Featured Research

from universities, journals, and other organizations

Nanog protein promotes growth of head and neck cancer

Date:
June 18, 2013
Source:
Ohio State University Medical Center
Summary:
Researchers have identified a biochemical pathway in cancer stem cells that is essential for promoting head and neck cancer. The study shows that a protein called Nanog, which is normally active in embryonic stem cells, promotes the growth of cancer stem cells in head and neck cancer. The findings provide information essential for designing novel targeted drugs that might improve the treatment of head and neck cancer.

A new study led by researchers at The Ohio State University Comprehensive Cancer Center -- Arthur G. James Cancer Hospital and Richard J. Solove Research Institute (OSUCCC-James) has identified a biochemical pathway in cancer stem cells that is essential for promoting head and neck cancer.

The study shows that a protein called Nanog, which is normally active in embryonic stem cells, promotes the growth of cancer stem cells in head and neck cancer. The findings provide information essential for designing novel targeted drugs that might improve the treatment of head and neck cancer.

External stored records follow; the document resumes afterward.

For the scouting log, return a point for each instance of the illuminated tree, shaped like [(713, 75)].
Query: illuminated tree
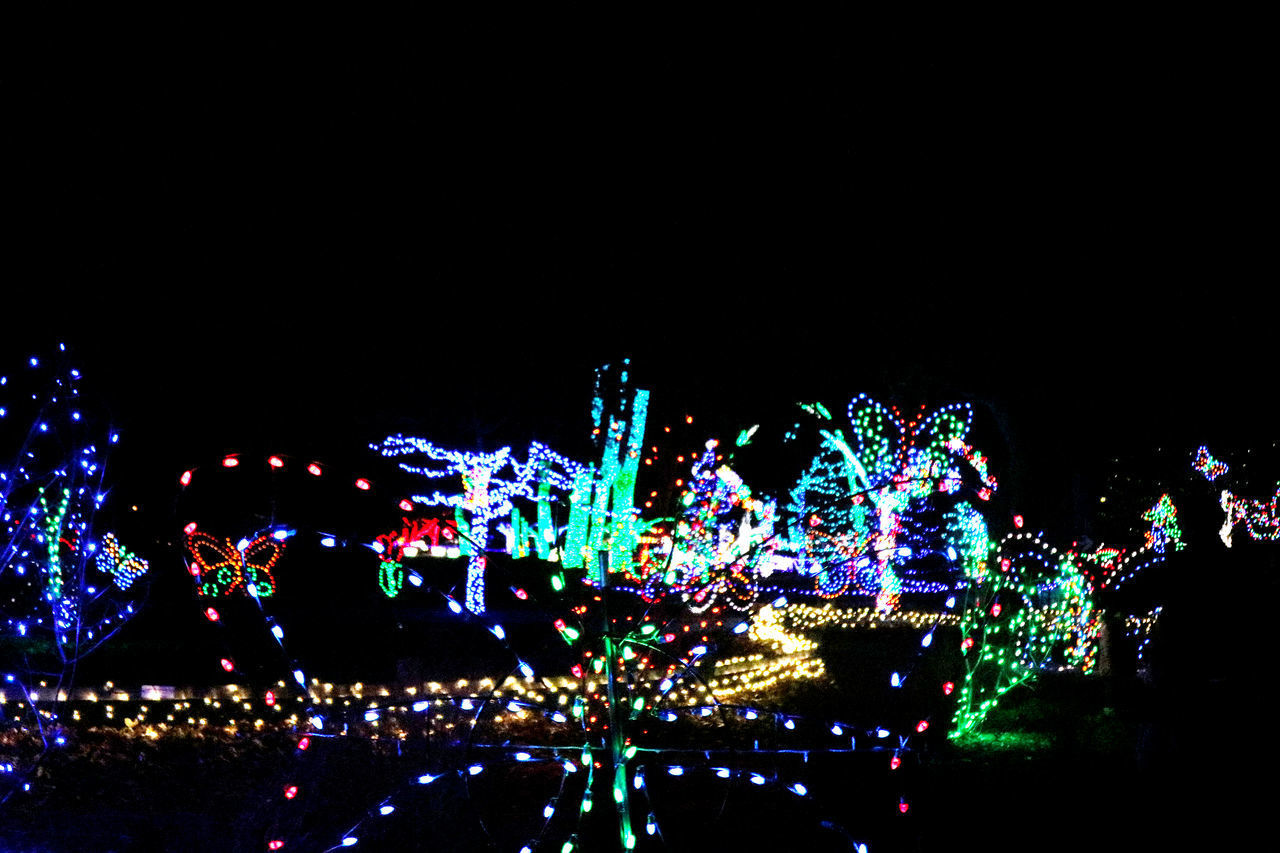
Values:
[(68, 583)]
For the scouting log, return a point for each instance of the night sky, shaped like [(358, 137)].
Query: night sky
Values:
[(273, 240)]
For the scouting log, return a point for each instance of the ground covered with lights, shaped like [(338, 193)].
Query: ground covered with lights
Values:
[(1068, 765), (639, 651)]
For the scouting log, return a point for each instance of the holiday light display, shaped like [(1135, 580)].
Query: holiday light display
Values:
[(1164, 525), (853, 509), (718, 546), (485, 497), (64, 584), (225, 568), (122, 564), (1029, 609), (644, 624), (1207, 465)]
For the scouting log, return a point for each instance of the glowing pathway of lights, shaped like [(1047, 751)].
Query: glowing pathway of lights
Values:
[(62, 583), (659, 600)]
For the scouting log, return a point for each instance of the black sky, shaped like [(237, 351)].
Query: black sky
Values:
[(315, 241)]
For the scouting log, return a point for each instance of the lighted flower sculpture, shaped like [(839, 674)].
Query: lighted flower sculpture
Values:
[(855, 507)]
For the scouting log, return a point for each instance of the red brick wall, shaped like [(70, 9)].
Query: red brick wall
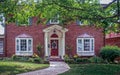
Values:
[(113, 41), (12, 31), (1, 55), (74, 31), (36, 31)]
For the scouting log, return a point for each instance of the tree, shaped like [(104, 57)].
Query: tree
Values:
[(90, 11)]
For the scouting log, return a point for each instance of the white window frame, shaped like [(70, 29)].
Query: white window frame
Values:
[(1, 51), (55, 22), (86, 53), (24, 53)]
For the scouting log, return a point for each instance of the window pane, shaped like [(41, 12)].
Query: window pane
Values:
[(1, 47), (23, 45), (79, 45), (29, 45), (18, 45), (86, 44)]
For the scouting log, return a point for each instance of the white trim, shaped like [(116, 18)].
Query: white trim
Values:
[(82, 52), (55, 22), (24, 53)]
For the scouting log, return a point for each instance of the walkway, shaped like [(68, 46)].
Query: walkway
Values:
[(54, 69)]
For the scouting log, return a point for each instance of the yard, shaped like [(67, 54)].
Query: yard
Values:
[(12, 67), (93, 69)]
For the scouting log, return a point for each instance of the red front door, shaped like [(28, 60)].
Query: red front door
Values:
[(54, 47)]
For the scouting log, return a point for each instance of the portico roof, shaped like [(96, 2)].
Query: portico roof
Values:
[(55, 27)]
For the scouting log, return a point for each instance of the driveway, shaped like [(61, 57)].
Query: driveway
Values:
[(54, 69)]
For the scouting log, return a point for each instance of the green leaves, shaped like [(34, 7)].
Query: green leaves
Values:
[(89, 11)]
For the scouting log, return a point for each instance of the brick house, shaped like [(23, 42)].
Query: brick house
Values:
[(113, 39), (84, 40)]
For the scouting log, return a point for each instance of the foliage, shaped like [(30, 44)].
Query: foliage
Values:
[(13, 67), (93, 69), (89, 11), (69, 61), (66, 56), (117, 60), (109, 53), (82, 60), (39, 49), (96, 60)]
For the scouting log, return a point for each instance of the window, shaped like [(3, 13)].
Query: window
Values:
[(1, 47), (85, 46), (24, 46), (24, 22), (55, 20)]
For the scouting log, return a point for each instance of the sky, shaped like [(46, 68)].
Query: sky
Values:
[(105, 1)]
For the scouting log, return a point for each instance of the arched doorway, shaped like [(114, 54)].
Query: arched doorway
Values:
[(54, 40), (54, 45)]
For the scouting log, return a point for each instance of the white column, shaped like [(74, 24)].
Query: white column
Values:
[(63, 45), (46, 43)]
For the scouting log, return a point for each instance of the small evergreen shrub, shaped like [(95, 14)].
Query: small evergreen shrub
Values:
[(38, 60), (109, 53), (69, 61), (96, 60)]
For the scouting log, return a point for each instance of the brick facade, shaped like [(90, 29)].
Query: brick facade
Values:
[(113, 41), (36, 31)]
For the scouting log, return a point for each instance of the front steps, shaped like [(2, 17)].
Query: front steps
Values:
[(55, 58)]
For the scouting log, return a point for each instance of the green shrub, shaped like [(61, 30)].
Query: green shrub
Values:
[(31, 59), (82, 60), (109, 53), (69, 61), (66, 57), (14, 57), (96, 60)]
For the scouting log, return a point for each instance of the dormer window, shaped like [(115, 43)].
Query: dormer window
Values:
[(24, 22), (55, 20)]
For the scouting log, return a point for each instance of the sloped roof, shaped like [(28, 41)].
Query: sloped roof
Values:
[(24, 36), (85, 35)]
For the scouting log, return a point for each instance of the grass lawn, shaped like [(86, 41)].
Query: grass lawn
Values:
[(93, 69), (12, 67)]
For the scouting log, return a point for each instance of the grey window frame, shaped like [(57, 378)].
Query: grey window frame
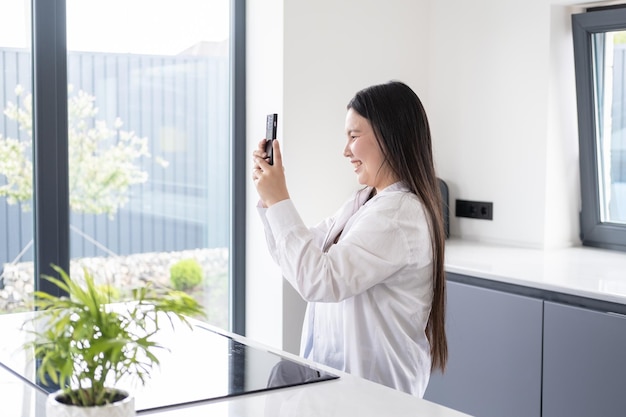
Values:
[(50, 155), (593, 231)]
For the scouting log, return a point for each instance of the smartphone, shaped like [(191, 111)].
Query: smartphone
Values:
[(271, 125)]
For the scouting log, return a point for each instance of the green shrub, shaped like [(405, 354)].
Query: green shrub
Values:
[(185, 274)]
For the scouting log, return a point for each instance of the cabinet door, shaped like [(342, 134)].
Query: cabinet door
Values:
[(584, 368), (494, 343)]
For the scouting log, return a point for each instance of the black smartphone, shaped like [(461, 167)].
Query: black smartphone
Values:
[(271, 125)]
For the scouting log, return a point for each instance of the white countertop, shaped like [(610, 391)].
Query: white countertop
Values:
[(581, 271), (346, 396)]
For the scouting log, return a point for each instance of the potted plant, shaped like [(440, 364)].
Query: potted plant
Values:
[(85, 344)]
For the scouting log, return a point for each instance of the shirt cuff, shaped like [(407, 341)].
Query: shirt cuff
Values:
[(283, 217)]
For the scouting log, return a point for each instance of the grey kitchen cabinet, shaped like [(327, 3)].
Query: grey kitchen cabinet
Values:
[(495, 353), (584, 365)]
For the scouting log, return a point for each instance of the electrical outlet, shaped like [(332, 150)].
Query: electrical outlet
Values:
[(474, 209)]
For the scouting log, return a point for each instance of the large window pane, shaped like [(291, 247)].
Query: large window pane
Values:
[(16, 215), (610, 99), (149, 144), (599, 46)]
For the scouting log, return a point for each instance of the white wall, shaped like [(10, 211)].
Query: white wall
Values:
[(495, 76)]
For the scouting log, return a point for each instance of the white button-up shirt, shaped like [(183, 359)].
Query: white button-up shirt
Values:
[(369, 294)]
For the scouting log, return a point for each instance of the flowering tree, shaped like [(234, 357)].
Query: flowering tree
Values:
[(103, 161)]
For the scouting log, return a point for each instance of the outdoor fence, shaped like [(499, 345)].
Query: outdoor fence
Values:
[(181, 104)]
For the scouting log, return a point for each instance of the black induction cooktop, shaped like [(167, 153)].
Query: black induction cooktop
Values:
[(202, 363)]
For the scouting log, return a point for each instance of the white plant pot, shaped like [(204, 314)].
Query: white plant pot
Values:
[(123, 408)]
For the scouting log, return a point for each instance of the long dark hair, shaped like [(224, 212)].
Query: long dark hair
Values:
[(401, 127)]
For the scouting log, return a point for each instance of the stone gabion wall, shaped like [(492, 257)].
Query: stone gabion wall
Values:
[(122, 272)]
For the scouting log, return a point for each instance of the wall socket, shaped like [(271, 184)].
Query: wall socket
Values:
[(474, 209)]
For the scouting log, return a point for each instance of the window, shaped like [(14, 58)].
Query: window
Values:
[(138, 154), (600, 64)]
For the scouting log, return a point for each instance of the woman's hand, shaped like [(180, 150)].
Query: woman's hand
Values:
[(269, 180)]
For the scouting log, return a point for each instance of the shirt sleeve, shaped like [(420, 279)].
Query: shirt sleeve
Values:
[(373, 249), (318, 232)]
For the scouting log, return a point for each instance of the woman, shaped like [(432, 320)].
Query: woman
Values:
[(373, 273)]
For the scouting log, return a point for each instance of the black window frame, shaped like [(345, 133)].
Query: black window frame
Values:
[(50, 153), (593, 231)]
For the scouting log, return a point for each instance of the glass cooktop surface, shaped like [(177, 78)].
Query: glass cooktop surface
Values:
[(200, 364)]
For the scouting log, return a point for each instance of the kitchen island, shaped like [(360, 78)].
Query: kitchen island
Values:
[(211, 372)]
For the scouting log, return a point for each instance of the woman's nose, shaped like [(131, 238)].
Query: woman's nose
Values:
[(346, 151)]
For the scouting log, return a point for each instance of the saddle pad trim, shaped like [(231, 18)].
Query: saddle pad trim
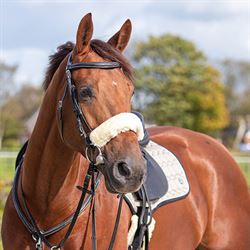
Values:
[(174, 169)]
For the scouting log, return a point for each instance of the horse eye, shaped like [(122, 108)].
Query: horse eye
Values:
[(86, 94)]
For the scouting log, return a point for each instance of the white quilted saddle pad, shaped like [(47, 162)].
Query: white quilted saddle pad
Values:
[(178, 186)]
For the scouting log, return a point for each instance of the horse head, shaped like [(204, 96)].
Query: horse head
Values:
[(101, 79)]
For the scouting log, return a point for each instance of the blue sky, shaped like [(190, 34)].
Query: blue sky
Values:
[(31, 30)]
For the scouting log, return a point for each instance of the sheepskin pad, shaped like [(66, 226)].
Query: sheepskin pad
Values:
[(115, 125)]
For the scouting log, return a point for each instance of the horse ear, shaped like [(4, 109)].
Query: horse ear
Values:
[(84, 34), (121, 38)]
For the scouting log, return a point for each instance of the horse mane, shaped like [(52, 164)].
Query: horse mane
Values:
[(103, 49)]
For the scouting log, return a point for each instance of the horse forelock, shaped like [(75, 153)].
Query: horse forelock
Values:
[(103, 49)]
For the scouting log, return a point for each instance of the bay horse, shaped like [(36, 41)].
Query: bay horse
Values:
[(215, 214)]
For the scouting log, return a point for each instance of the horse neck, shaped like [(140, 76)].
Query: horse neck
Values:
[(51, 170)]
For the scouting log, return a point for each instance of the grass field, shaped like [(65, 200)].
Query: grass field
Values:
[(7, 166)]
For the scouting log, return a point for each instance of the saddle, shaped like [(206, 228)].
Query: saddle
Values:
[(158, 189)]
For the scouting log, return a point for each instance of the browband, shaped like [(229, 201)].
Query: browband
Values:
[(91, 65)]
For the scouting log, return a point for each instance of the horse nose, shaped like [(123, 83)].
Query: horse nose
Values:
[(122, 170)]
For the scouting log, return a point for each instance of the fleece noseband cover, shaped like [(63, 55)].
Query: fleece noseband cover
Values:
[(115, 125)]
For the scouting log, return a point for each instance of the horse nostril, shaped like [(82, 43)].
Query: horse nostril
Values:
[(123, 169)]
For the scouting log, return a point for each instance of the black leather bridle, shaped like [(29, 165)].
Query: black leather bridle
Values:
[(82, 123), (39, 235)]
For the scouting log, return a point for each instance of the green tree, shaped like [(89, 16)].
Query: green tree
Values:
[(177, 86), (7, 88), (17, 109), (237, 81)]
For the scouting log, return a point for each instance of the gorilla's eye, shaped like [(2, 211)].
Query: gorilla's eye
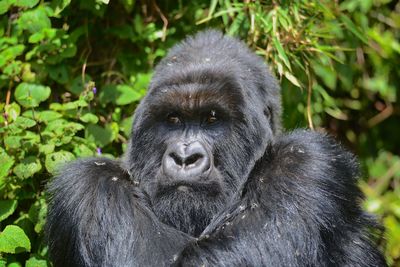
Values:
[(173, 118), (212, 117)]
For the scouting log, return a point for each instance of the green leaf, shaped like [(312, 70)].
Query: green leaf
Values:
[(281, 52), (56, 159), (30, 95), (13, 110), (4, 6), (26, 3), (101, 136), (12, 142), (7, 207), (14, 240), (59, 5), (48, 115), (5, 166), (89, 118), (34, 262), (353, 28), (28, 167), (24, 123), (77, 86), (34, 20), (59, 73)]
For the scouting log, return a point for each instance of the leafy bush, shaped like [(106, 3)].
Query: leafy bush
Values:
[(72, 73)]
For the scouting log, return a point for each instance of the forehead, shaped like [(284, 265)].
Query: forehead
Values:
[(192, 96)]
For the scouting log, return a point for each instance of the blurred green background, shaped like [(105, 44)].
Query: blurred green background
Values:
[(72, 73)]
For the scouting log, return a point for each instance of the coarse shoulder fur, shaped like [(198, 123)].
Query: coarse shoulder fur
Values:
[(98, 217), (303, 206)]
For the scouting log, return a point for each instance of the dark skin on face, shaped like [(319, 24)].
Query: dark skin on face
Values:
[(192, 118), (209, 179)]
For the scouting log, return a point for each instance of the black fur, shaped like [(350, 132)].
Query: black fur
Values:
[(268, 199)]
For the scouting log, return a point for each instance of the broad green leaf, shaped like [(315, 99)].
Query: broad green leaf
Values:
[(59, 73), (34, 20), (6, 164), (12, 142), (281, 52), (126, 125), (25, 3), (48, 115), (14, 240), (4, 5), (59, 5), (7, 207), (28, 167), (101, 136), (353, 28), (24, 123), (56, 159), (89, 118), (47, 148), (13, 110), (127, 95), (30, 95), (77, 85), (34, 262)]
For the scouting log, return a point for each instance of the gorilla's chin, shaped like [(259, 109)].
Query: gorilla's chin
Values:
[(188, 207)]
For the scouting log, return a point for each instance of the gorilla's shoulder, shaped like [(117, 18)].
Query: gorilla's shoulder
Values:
[(86, 175)]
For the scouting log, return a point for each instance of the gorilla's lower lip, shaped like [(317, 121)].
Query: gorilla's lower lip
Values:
[(183, 188), (212, 188)]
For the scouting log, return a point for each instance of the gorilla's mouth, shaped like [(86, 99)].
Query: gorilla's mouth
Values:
[(210, 189)]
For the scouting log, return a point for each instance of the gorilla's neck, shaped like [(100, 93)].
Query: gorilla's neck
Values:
[(188, 212)]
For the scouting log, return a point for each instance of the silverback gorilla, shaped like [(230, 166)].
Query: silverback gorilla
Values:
[(209, 179)]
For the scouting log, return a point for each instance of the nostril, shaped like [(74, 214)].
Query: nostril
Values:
[(176, 158), (193, 159)]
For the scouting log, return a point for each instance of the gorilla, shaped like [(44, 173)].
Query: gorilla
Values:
[(210, 179)]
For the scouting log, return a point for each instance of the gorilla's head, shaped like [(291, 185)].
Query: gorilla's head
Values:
[(210, 112)]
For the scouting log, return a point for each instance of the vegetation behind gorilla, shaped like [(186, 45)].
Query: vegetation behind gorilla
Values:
[(209, 179)]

Normally, Nanog helps healthy embryonic stem cells maintain their undifferentiated, uncommitted (i.e., pluripotent) state. But recent evidence suggests that Nanog promotes tumor growth by stimulating the proliferation of cancer stem cells.

"This study defines a signaling axis that is essential for head and neck cancer progression, and our findings show that this axis may be disrupted at three key steps," says principal investigator Quintin Pan, PhD, associate professor of otolaryngology at the OSUCCC -- James. "Targeted drugs that are designed to inhibit any or all of these three steps might greatly improve the treatment of head and neck cancer."

The findings were published in a recent issue of the journal Oncogene.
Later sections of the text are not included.